Our society now has the media for the complete public speaker, the contemporary rhetorician, the modern Cicero on video who tries to speak for us all. If First Nations orators are the source of the social, cultural, political and religious guidelines for their societies, and are respected if not honoured for this skill, then what has happened to our own politicians? As radio and television have opened up, political communication has become more and more a combined verbal and dramatic art, what Cicero would have called ‘rhetoric’.
There is a set of unspoken but widely understood rules of thumb that have habitually been used to assess the value or otherwise of political performance in the media, and that these seem to be contradicted in complex ways by the increasingly diverse make-up of people with political power. Because contemporary political rhetoric must be all things to all peoples, it tends to gut the issues of any real debate, to offer to speak for us rather than to us, hence weakening our commitment to political action either by ourselves or by those acting on our behalf.

Lynette Hunter was the Gresham Professor of Rhetoric between 1997 and 2000.
She is currently Professor of the History and Rhetoric of Performance at the University of California, Davis. She was previously Senior Lecturer and then Reader in Rhetoric at the University of Leeds.

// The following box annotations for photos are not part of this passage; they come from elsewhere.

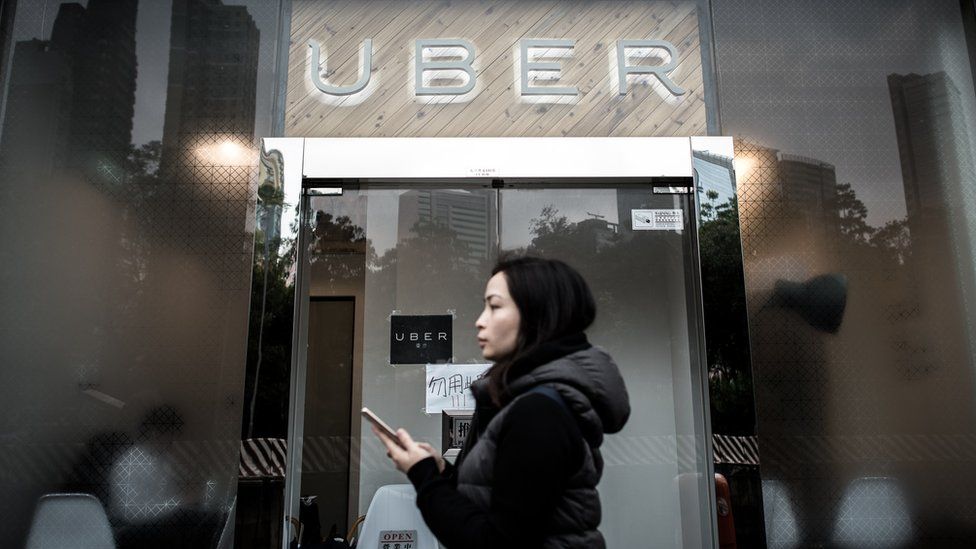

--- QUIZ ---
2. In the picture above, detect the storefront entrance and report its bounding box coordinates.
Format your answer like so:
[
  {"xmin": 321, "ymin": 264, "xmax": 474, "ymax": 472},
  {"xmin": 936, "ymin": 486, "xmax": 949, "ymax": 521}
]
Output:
[{"xmin": 285, "ymin": 138, "xmax": 714, "ymax": 547}]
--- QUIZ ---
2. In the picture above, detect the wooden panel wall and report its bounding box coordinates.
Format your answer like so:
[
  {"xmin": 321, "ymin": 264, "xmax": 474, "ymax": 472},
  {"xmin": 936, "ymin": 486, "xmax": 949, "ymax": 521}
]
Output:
[{"xmin": 285, "ymin": 0, "xmax": 706, "ymax": 137}]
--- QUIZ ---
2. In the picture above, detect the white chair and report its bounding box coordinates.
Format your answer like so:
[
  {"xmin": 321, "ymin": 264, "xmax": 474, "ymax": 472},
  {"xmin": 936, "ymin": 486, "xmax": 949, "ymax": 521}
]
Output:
[
  {"xmin": 357, "ymin": 484, "xmax": 438, "ymax": 549},
  {"xmin": 25, "ymin": 494, "xmax": 115, "ymax": 549}
]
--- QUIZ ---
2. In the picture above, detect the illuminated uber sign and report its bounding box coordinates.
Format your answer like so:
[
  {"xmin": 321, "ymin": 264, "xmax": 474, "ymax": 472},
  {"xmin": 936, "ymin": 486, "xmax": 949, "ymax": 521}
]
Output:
[{"xmin": 308, "ymin": 38, "xmax": 685, "ymax": 97}]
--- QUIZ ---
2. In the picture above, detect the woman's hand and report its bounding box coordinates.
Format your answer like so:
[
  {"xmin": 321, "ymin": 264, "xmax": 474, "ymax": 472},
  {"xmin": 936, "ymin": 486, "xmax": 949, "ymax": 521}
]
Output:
[
  {"xmin": 370, "ymin": 426, "xmax": 432, "ymax": 473},
  {"xmin": 417, "ymin": 442, "xmax": 445, "ymax": 473}
]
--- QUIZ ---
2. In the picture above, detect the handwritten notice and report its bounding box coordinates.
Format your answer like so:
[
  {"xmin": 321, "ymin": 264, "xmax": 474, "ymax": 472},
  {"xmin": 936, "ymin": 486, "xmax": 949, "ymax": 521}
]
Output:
[{"xmin": 426, "ymin": 364, "xmax": 491, "ymax": 414}]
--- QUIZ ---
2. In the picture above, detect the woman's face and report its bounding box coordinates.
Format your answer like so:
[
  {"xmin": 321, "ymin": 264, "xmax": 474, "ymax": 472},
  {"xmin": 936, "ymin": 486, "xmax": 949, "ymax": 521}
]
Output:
[{"xmin": 474, "ymin": 273, "xmax": 521, "ymax": 362}]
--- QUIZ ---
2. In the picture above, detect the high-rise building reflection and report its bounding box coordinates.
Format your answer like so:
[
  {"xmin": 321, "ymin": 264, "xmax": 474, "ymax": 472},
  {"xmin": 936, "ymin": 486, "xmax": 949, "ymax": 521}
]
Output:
[
  {"xmin": 0, "ymin": 0, "xmax": 138, "ymax": 180},
  {"xmin": 160, "ymin": 0, "xmax": 260, "ymax": 174}
]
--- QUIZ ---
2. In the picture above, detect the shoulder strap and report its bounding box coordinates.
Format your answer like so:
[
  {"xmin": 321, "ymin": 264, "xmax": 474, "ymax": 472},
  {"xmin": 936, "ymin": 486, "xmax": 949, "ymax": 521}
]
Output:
[{"xmin": 525, "ymin": 385, "xmax": 573, "ymax": 415}]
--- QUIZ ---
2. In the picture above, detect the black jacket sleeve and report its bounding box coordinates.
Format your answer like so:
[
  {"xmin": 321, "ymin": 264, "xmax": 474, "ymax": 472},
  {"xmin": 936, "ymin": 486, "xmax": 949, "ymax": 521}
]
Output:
[{"xmin": 408, "ymin": 394, "xmax": 584, "ymax": 549}]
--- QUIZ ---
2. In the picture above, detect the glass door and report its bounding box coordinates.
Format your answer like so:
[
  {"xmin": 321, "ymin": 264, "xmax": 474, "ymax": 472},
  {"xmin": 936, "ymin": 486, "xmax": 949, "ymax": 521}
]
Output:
[{"xmin": 285, "ymin": 179, "xmax": 713, "ymax": 548}]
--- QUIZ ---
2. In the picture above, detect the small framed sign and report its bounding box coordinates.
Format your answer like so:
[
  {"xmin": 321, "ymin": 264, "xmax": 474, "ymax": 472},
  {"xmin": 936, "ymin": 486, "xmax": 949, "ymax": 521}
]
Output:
[{"xmin": 390, "ymin": 315, "xmax": 454, "ymax": 364}]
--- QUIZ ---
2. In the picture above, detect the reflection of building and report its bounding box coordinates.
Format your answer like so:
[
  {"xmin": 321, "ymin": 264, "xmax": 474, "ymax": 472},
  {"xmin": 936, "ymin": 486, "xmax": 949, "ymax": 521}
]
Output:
[
  {"xmin": 779, "ymin": 153, "xmax": 840, "ymax": 243},
  {"xmin": 692, "ymin": 151, "xmax": 735, "ymax": 208},
  {"xmin": 888, "ymin": 72, "xmax": 973, "ymax": 253},
  {"xmin": 0, "ymin": 40, "xmax": 71, "ymax": 174},
  {"xmin": 62, "ymin": 0, "xmax": 138, "ymax": 176},
  {"xmin": 398, "ymin": 190, "xmax": 495, "ymax": 261},
  {"xmin": 724, "ymin": 142, "xmax": 840, "ymax": 262},
  {"xmin": 3, "ymin": 0, "xmax": 136, "ymax": 176},
  {"xmin": 888, "ymin": 72, "xmax": 974, "ymax": 369},
  {"xmin": 161, "ymin": 0, "xmax": 259, "ymax": 170}
]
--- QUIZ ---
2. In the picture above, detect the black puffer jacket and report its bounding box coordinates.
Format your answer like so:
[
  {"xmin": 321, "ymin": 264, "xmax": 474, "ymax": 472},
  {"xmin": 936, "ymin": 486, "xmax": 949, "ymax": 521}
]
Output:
[{"xmin": 409, "ymin": 340, "xmax": 630, "ymax": 549}]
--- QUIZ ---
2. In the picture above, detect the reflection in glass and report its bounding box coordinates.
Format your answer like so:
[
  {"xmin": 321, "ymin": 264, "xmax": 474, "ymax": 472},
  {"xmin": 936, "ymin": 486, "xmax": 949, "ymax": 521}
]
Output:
[
  {"xmin": 0, "ymin": 0, "xmax": 277, "ymax": 547},
  {"xmin": 713, "ymin": 0, "xmax": 976, "ymax": 547}
]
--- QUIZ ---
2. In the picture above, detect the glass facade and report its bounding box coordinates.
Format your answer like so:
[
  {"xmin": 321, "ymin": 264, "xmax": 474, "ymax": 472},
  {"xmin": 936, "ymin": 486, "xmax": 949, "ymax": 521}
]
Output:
[
  {"xmin": 712, "ymin": 0, "xmax": 976, "ymax": 547},
  {"xmin": 0, "ymin": 0, "xmax": 976, "ymax": 548},
  {"xmin": 0, "ymin": 0, "xmax": 279, "ymax": 547}
]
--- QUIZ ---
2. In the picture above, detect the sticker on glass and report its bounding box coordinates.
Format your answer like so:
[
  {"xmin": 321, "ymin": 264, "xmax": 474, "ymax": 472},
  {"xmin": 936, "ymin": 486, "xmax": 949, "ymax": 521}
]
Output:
[
  {"xmin": 379, "ymin": 530, "xmax": 417, "ymax": 549},
  {"xmin": 630, "ymin": 209, "xmax": 685, "ymax": 231}
]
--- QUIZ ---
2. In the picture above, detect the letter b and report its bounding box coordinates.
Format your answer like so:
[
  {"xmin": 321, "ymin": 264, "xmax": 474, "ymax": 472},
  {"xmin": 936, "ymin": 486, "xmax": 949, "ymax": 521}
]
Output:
[{"xmin": 415, "ymin": 38, "xmax": 475, "ymax": 95}]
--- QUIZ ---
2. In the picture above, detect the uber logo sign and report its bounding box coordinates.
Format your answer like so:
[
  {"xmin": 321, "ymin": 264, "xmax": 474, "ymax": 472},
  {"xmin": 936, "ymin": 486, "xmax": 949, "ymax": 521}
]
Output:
[{"xmin": 390, "ymin": 315, "xmax": 454, "ymax": 364}]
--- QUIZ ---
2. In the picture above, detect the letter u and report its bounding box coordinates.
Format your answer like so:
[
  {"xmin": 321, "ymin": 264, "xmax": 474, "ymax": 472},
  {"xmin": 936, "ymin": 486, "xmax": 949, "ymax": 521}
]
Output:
[{"xmin": 308, "ymin": 38, "xmax": 373, "ymax": 95}]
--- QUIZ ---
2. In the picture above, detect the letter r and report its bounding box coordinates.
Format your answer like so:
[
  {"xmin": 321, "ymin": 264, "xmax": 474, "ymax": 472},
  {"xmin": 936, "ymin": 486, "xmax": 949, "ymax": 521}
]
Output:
[{"xmin": 617, "ymin": 40, "xmax": 685, "ymax": 95}]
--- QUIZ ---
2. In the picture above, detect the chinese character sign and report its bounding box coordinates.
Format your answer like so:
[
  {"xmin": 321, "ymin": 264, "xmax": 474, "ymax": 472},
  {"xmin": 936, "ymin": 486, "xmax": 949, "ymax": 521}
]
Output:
[{"xmin": 425, "ymin": 364, "xmax": 491, "ymax": 414}]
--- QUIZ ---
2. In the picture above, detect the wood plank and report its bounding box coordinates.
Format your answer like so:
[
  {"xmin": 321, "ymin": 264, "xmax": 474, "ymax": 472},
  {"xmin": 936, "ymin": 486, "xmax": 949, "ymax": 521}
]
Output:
[{"xmin": 285, "ymin": 0, "xmax": 706, "ymax": 137}]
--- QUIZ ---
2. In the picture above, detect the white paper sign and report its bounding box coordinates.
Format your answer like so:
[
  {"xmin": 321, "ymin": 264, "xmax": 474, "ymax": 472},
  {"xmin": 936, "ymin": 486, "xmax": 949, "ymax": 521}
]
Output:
[
  {"xmin": 425, "ymin": 364, "xmax": 491, "ymax": 414},
  {"xmin": 630, "ymin": 209, "xmax": 685, "ymax": 231}
]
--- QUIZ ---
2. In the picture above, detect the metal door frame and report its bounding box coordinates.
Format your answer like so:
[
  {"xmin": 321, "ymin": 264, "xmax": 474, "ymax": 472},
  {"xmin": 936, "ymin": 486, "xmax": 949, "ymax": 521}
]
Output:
[{"xmin": 266, "ymin": 137, "xmax": 732, "ymax": 549}]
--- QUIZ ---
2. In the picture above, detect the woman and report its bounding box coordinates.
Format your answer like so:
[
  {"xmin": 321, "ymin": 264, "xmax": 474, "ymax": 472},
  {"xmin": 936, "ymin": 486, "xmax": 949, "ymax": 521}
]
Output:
[{"xmin": 373, "ymin": 257, "xmax": 630, "ymax": 549}]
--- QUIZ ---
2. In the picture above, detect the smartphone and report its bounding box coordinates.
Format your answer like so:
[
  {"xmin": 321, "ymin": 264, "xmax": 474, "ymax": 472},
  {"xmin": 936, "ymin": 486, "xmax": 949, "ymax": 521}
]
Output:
[{"xmin": 362, "ymin": 406, "xmax": 403, "ymax": 448}]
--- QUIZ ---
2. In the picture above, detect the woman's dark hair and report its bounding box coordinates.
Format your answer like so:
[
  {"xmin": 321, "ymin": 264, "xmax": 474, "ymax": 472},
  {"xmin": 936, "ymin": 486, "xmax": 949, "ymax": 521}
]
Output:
[{"xmin": 486, "ymin": 256, "xmax": 596, "ymax": 404}]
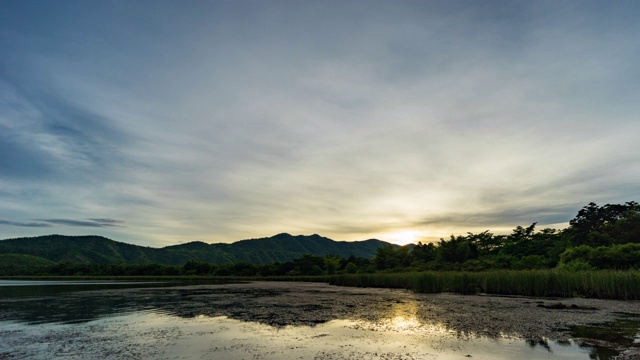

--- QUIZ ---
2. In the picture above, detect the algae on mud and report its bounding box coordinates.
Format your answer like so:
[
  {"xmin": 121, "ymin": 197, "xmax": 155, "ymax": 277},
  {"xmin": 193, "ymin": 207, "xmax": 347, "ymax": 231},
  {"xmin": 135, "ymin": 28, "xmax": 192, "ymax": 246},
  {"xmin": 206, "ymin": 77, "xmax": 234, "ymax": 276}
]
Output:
[{"xmin": 0, "ymin": 282, "xmax": 640, "ymax": 359}]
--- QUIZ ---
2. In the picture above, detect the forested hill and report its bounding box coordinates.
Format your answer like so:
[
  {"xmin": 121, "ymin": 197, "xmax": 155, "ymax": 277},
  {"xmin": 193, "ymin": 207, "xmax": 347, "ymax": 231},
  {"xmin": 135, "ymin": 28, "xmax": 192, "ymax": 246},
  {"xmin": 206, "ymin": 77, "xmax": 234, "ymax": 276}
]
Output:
[{"xmin": 0, "ymin": 234, "xmax": 389, "ymax": 265}]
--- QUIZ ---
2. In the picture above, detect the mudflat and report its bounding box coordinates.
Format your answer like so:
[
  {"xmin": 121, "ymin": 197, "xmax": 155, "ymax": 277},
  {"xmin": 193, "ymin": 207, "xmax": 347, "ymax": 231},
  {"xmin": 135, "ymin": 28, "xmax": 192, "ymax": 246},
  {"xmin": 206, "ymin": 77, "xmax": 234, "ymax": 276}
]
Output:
[{"xmin": 0, "ymin": 282, "xmax": 640, "ymax": 360}]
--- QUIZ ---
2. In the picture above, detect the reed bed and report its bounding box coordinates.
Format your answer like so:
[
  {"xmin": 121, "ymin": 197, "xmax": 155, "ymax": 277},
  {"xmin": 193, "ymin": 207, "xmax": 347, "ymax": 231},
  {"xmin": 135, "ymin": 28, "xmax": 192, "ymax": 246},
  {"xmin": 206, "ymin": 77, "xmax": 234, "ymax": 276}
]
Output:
[{"xmin": 329, "ymin": 270, "xmax": 640, "ymax": 300}]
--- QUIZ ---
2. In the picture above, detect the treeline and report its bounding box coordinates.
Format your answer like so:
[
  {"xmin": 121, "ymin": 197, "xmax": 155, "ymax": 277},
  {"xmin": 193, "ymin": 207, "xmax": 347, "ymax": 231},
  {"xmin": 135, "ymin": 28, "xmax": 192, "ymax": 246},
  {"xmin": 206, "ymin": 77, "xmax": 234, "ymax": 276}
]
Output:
[
  {"xmin": 0, "ymin": 255, "xmax": 375, "ymax": 277},
  {"xmin": 374, "ymin": 202, "xmax": 640, "ymax": 272},
  {"xmin": 0, "ymin": 202, "xmax": 640, "ymax": 277}
]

She has written and edited over twenty books and many essays in a range of disciplines from the history of rhetoric and literature, to philosophy and feminist theory, to post/neo-colonial studies (especially in Canada), to the history of science and computing, to women’s history and gender studies (from the early modern period), to performance studies. She has scripted, devised, produced and toured, several theory performance installations in Europe and North America and explores alternative ways of disseminating modes of knowing within aesthetics and scholarship.
When she was appointed to the Rhetoric Professorship at Gresham College in 1997, Professor Hunter wrote the following:
When Thomas Gresham included Rhetoric among the areas of study in his plan for a College, he was keeping a vital part of the Old Learning to contribute to all the New Knowlegde which he wanted to disseminate.
At its centre, rhetoric is concerned with value. We tend to use the word only in the negative sense in popular language, but all choice, good or bad, involves persuasion and therefore rhetoric. I intend to explore issues of literary value and work with words in a larger sense, in terms of the kinds of community that we are shaping for ourselves. We need to talk about these issues to understand our own New Knowledges.